Barely three weeks after the Supreme Court cancelled 122 telecom licences awarded by former Telecom Minister A Raja in a controversial first-come-first-served policy in January 2008, three companies affected by the verdict announced decisive moves on Tuesday.
Norwegian telco Telenor decided to bring down the curtain on Uninor, its joint venture with Indian partner Unitech, and start afresh by shifting its existing business to a new 74 per cent majority-owned firm in the country.
The Aditya Birla Group-led Idea took the matter back to the Supreme Court while another beleaguered player, S Tel, which has already seen 42.7 per cent foreign partner Batelco walk out days after the verdict, decided to shut shop and help 3.5 million subscribers switch operators.
Telenor announced it was setting up a new company for its telecom business in India, with a 74 per cent stake.
The company will participate in the upcoming 2G spectrum auction and Telenor plans to approach the FIPB for necessary permissions. It said it would seek to transfer Uninor's business and seamlessly migrate its customers and employees to the new company.
Till such time, Uninor operations would continue as before.
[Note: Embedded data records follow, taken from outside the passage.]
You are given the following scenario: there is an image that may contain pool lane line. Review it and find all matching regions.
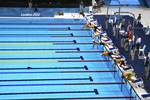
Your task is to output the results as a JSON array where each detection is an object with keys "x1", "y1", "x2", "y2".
[
  {"x1": 0, "y1": 82, "x2": 126, "y2": 87},
  {"x1": 56, "y1": 50, "x2": 104, "y2": 53},
  {"x1": 53, "y1": 42, "x2": 93, "y2": 45},
  {"x1": 0, "y1": 28, "x2": 73, "y2": 30},
  {"x1": 0, "y1": 89, "x2": 98, "y2": 95},
  {"x1": 0, "y1": 34, "x2": 91, "y2": 37},
  {"x1": 0, "y1": 40, "x2": 76, "y2": 43},
  {"x1": 59, "y1": 60, "x2": 111, "y2": 62},
  {"x1": 23, "y1": 96, "x2": 134, "y2": 100},
  {"x1": 0, "y1": 40, "x2": 76, "y2": 44},
  {"x1": 49, "y1": 36, "x2": 91, "y2": 37},
  {"x1": 0, "y1": 48, "x2": 79, "y2": 51},
  {"x1": 0, "y1": 28, "x2": 90, "y2": 31},
  {"x1": 0, "y1": 59, "x2": 58, "y2": 63},
  {"x1": 0, "y1": 60, "x2": 111, "y2": 63},
  {"x1": 0, "y1": 70, "x2": 116, "y2": 74},
  {"x1": 0, "y1": 76, "x2": 93, "y2": 82},
  {"x1": 0, "y1": 42, "x2": 93, "y2": 46},
  {"x1": 0, "y1": 33, "x2": 73, "y2": 36},
  {"x1": 0, "y1": 56, "x2": 84, "y2": 60},
  {"x1": 0, "y1": 35, "x2": 91, "y2": 37},
  {"x1": 0, "y1": 66, "x2": 87, "y2": 70},
  {"x1": 0, "y1": 50, "x2": 104, "y2": 54},
  {"x1": 0, "y1": 43, "x2": 53, "y2": 46},
  {"x1": 50, "y1": 36, "x2": 91, "y2": 37},
  {"x1": 0, "y1": 51, "x2": 56, "y2": 54},
  {"x1": 0, "y1": 23, "x2": 85, "y2": 25},
  {"x1": 0, "y1": 34, "x2": 73, "y2": 37}
]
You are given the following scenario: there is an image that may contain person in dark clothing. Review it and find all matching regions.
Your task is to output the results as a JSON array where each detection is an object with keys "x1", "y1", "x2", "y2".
[
  {"x1": 137, "y1": 14, "x2": 141, "y2": 21},
  {"x1": 120, "y1": 18, "x2": 125, "y2": 31},
  {"x1": 94, "y1": 26, "x2": 98, "y2": 32},
  {"x1": 79, "y1": 1, "x2": 85, "y2": 17},
  {"x1": 104, "y1": 16, "x2": 109, "y2": 32},
  {"x1": 135, "y1": 36, "x2": 141, "y2": 51},
  {"x1": 136, "y1": 14, "x2": 141, "y2": 25},
  {"x1": 34, "y1": 4, "x2": 38, "y2": 13},
  {"x1": 144, "y1": 52, "x2": 150, "y2": 79}
]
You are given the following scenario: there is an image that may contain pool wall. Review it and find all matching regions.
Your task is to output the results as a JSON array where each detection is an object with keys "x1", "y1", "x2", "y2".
[{"x1": 0, "y1": 7, "x2": 89, "y2": 17}]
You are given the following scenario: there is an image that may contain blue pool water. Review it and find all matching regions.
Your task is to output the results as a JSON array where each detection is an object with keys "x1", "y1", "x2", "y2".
[
  {"x1": 0, "y1": 17, "x2": 139, "y2": 100},
  {"x1": 109, "y1": 0, "x2": 140, "y2": 6}
]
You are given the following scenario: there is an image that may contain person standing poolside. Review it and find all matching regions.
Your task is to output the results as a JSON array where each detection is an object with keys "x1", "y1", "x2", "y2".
[
  {"x1": 28, "y1": 0, "x2": 32, "y2": 8},
  {"x1": 136, "y1": 14, "x2": 141, "y2": 25},
  {"x1": 104, "y1": 16, "x2": 109, "y2": 32},
  {"x1": 144, "y1": 52, "x2": 150, "y2": 79},
  {"x1": 135, "y1": 36, "x2": 141, "y2": 51},
  {"x1": 79, "y1": 0, "x2": 85, "y2": 17}
]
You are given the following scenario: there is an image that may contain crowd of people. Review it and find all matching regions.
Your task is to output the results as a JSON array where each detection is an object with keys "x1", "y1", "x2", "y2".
[
  {"x1": 106, "y1": 15, "x2": 142, "y2": 56},
  {"x1": 83, "y1": 13, "x2": 145, "y2": 89},
  {"x1": 104, "y1": 14, "x2": 150, "y2": 80}
]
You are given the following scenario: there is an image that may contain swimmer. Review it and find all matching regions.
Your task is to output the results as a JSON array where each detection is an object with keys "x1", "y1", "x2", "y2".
[
  {"x1": 92, "y1": 28, "x2": 101, "y2": 38},
  {"x1": 82, "y1": 20, "x2": 97, "y2": 29},
  {"x1": 114, "y1": 58, "x2": 124, "y2": 64},
  {"x1": 119, "y1": 60, "x2": 127, "y2": 68},
  {"x1": 68, "y1": 27, "x2": 71, "y2": 30},
  {"x1": 82, "y1": 22, "x2": 95, "y2": 29},
  {"x1": 122, "y1": 71, "x2": 136, "y2": 82},
  {"x1": 92, "y1": 37, "x2": 104, "y2": 48},
  {"x1": 101, "y1": 51, "x2": 113, "y2": 56}
]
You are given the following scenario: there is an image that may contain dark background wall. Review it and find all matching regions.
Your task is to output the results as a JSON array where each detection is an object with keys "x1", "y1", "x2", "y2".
[{"x1": 0, "y1": 0, "x2": 92, "y2": 8}]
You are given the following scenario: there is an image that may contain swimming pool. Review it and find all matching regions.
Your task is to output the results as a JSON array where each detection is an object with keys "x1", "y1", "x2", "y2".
[
  {"x1": 0, "y1": 17, "x2": 140, "y2": 100},
  {"x1": 107, "y1": 0, "x2": 140, "y2": 6}
]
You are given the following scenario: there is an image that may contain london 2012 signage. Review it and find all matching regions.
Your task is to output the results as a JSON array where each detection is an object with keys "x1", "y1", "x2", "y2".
[{"x1": 21, "y1": 13, "x2": 40, "y2": 17}]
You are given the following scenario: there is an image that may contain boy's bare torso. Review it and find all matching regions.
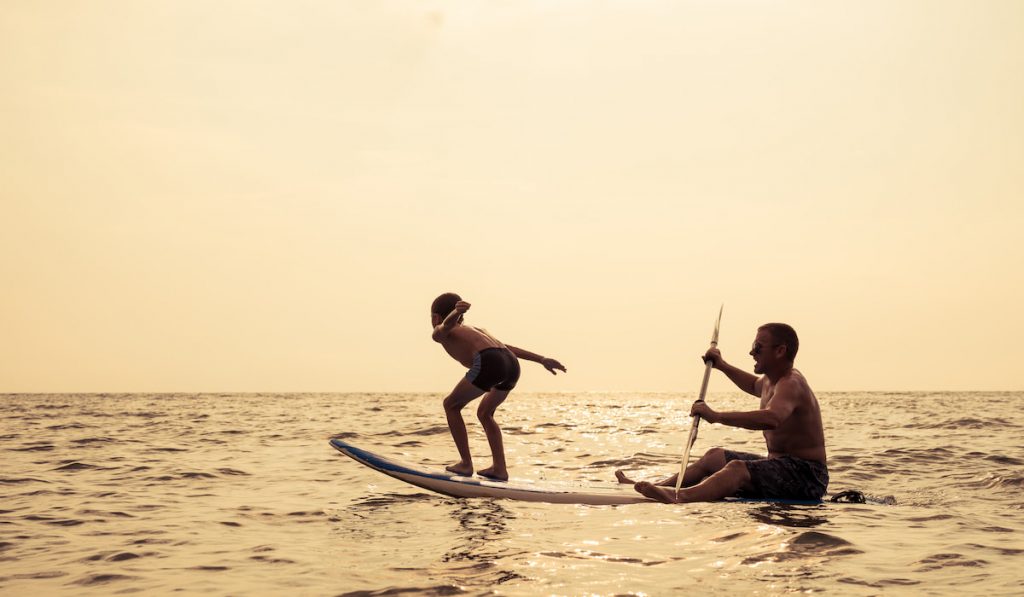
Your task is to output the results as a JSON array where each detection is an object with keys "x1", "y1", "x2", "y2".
[
  {"x1": 438, "y1": 325, "x2": 506, "y2": 368},
  {"x1": 759, "y1": 369, "x2": 827, "y2": 464}
]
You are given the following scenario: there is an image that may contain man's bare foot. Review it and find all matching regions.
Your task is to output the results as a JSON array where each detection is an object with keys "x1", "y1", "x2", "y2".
[
  {"x1": 635, "y1": 481, "x2": 680, "y2": 504},
  {"x1": 477, "y1": 466, "x2": 508, "y2": 481},
  {"x1": 614, "y1": 470, "x2": 636, "y2": 484},
  {"x1": 446, "y1": 462, "x2": 473, "y2": 476}
]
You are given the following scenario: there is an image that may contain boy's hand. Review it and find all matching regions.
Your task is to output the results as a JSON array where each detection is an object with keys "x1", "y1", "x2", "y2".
[
  {"x1": 455, "y1": 301, "x2": 471, "y2": 314},
  {"x1": 541, "y1": 358, "x2": 566, "y2": 375}
]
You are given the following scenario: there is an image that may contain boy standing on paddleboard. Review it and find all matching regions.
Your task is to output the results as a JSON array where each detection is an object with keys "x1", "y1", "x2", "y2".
[{"x1": 431, "y1": 293, "x2": 566, "y2": 481}]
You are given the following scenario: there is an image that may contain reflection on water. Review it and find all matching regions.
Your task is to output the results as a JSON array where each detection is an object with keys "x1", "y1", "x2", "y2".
[
  {"x1": 1, "y1": 392, "x2": 1023, "y2": 595},
  {"x1": 745, "y1": 504, "x2": 830, "y2": 528},
  {"x1": 442, "y1": 500, "x2": 527, "y2": 586}
]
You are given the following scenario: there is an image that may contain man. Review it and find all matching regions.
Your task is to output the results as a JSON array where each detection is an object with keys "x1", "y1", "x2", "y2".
[
  {"x1": 616, "y1": 323, "x2": 828, "y2": 503},
  {"x1": 430, "y1": 293, "x2": 566, "y2": 480}
]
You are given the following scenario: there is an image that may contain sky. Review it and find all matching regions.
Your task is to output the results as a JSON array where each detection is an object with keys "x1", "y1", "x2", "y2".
[{"x1": 2, "y1": 1, "x2": 1022, "y2": 393}]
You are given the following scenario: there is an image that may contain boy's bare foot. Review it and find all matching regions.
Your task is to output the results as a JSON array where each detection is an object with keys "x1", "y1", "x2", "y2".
[
  {"x1": 614, "y1": 470, "x2": 636, "y2": 484},
  {"x1": 446, "y1": 462, "x2": 473, "y2": 476},
  {"x1": 477, "y1": 466, "x2": 508, "y2": 481},
  {"x1": 635, "y1": 481, "x2": 679, "y2": 504}
]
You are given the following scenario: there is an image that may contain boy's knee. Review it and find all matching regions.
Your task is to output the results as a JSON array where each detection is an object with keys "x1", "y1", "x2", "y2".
[
  {"x1": 443, "y1": 395, "x2": 464, "y2": 411},
  {"x1": 476, "y1": 408, "x2": 494, "y2": 424}
]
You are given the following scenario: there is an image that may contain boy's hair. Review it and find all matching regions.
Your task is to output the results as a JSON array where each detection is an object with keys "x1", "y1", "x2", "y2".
[
  {"x1": 431, "y1": 292, "x2": 462, "y2": 320},
  {"x1": 759, "y1": 323, "x2": 799, "y2": 362}
]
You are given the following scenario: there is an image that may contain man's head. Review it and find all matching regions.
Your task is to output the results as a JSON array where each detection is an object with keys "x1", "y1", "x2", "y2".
[
  {"x1": 431, "y1": 292, "x2": 462, "y2": 326},
  {"x1": 750, "y1": 323, "x2": 799, "y2": 374}
]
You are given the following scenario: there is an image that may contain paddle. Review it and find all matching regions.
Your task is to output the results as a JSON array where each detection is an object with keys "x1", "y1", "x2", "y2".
[{"x1": 674, "y1": 305, "x2": 723, "y2": 496}]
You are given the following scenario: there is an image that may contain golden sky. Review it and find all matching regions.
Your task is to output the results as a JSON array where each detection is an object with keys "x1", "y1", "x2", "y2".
[{"x1": 2, "y1": 1, "x2": 1022, "y2": 393}]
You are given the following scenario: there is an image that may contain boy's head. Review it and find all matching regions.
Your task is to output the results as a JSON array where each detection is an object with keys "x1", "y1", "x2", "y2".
[{"x1": 431, "y1": 292, "x2": 462, "y2": 326}]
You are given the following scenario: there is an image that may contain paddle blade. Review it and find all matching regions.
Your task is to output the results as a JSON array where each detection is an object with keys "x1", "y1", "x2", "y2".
[{"x1": 710, "y1": 303, "x2": 723, "y2": 346}]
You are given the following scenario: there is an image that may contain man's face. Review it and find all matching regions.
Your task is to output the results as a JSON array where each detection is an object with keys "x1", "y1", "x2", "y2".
[{"x1": 749, "y1": 330, "x2": 779, "y2": 375}]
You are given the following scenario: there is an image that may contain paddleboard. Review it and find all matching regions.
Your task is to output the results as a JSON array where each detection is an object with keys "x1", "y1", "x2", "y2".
[{"x1": 329, "y1": 439, "x2": 828, "y2": 506}]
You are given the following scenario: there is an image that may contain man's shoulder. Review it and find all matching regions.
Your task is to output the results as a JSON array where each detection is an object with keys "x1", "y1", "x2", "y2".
[{"x1": 775, "y1": 371, "x2": 813, "y2": 399}]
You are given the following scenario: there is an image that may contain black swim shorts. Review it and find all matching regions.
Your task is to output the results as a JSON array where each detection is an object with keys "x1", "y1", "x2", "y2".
[
  {"x1": 724, "y1": 450, "x2": 829, "y2": 501},
  {"x1": 466, "y1": 347, "x2": 521, "y2": 391}
]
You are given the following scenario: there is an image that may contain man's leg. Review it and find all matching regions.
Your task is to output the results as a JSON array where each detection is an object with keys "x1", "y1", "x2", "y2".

However, Unitech said, "The shareholders' agreement cannot be terminated by any party unilaterally."
Meanwhile, Idea filed an application in the Supreme Court, seeking a clarification on the order cancelling its licences.S Tel promoter C Sivasankaran said, "We are following the Supreme Court order and helping our customers port out." Asked whether the company would bid in the spectrum auction, he said, "We surely will, depending on the terms and conditions."